I CrossFit 5-6x/week and RX most of the movements (except for those darn DU’s and pull-ups). I run slower than everyone else and pace myself a little differently, but otherwise you wouldn’t know I was pregnant. I also sprinkle hot power yoga and running into my weeks. I feel amazing.
A few things to note:
– Obviously, I never want to endanger my baby. I won’t do anything that could risk complications. And when it doesn’t feel right, I slow down, modify or stop.
– My midwife supports lifting heavy, being upside down and anything that feels fine.
– I am surprised at how much I can feel when something isn’t right. Heavy deadlifts pull my pelvic floor muscles so I keep the deadlifts to around 75% of my previous max or less. Whatever feels right. I also lose my breath easier and spend a solid minute just standing there waiting for my breath to regulate in the middle of some WODs.
What I’m doing now:
– I stopped box jumps. I’m clumsy anyway and the risk of falling is too great.
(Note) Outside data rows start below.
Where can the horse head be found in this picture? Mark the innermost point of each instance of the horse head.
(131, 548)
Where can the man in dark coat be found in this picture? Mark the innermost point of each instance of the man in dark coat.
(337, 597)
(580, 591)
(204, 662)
– I scale back on tire flips and heavy deadlifts.
– I find modifications for back and belly exercises.
Preggo CrossFit Tips:
-Consult your doctor first.
– Make sure your instructors know you are pregnant. The coaching I receive is different now (I squat slightly wider to make room for the belly) and my coaches have helped me with modifications mid-WOD.
– Drink plenty of water. And then more and a little more.
– Wear a supportive bra and breathable clothes. They go a long way!
– Watch your body temp and heart rate. Realize you may have to rest more now than pre-pregnancy.
– As long as you are low-risk and have your doctor’s approval, always take information from the web in with a grain of salt. I even disagree with mods from CrossFit Mom. Find what works for you and avoid feeling pressure to perform a certain way during this time (or ever).